Ich las: "Zaleukos! Zwei Hände stehen bereit, rastlos zu schaffen,
daß Du nicht fühlest den Verlust der einen. Das Haus, das Du siehest,
und alles, was darin ist, ist Dein, und alle Jahre wird man Dir so
viel reichen, daß Du zu den Reichen Deines Volkes gehören wirst.
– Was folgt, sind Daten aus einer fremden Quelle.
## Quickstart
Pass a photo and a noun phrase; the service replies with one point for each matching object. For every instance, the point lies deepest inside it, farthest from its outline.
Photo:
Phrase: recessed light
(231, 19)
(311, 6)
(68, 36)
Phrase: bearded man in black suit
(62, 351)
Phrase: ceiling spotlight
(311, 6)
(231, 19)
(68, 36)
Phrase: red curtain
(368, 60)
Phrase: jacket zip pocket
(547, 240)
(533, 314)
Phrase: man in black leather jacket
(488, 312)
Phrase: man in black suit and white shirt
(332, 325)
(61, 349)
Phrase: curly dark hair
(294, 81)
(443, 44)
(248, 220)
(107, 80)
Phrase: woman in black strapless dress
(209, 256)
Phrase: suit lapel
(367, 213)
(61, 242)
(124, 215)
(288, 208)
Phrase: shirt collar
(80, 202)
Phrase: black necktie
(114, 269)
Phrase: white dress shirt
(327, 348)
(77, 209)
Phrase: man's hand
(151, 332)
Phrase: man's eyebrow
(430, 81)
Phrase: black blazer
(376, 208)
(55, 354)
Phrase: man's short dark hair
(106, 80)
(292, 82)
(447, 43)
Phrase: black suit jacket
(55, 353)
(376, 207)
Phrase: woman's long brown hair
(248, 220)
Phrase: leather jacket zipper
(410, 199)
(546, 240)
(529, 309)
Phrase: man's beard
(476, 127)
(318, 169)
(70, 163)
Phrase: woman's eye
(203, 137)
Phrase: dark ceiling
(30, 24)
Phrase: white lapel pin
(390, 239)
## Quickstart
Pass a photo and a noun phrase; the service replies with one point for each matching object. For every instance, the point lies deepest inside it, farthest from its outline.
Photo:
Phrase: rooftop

Mögest Du dem vergeben, der unglücklicher ist als Du." Ich konnte
ahnen, wer es geschrieben, und der Kaufmann sagte mir auf meine Frage:
Es sei ein Mann gewesen, den er für einen Franken gehalten, er habe
einen roten Mantel angehabt. Ich wußte genug, um mir zu gestehen,
daß der Unbekannte doch nicht ganz von aller edlen Gesinnung entblößt
sein müsse. In meinem neuen Haus fand ich alles aufs beste
eingerichtet, auch ein Gewölbe mit Waren, schöner als ich sie je
gehabt. Zehn Jahre sind seitdem verstrichen; mehr aus alter
Gewohnheit, als weil ich es nötig habe, setze ich meine Handelsreisen
fort; doch habe ich jenes Land, wo ich so unglücklich wurde, nie mehr
gesehen. Jedes Jahr erhielt ich seitdem tausend Goldstücke; aber,
wenn es mir auch Freude macht, jenen Unglücklichen edel zu wissen, so
kann er mir doch den Kummer meiner Seele nicht abkaufen, denn ewig
lebt in mir das grauenvolle Bild der ermordeten Bianka.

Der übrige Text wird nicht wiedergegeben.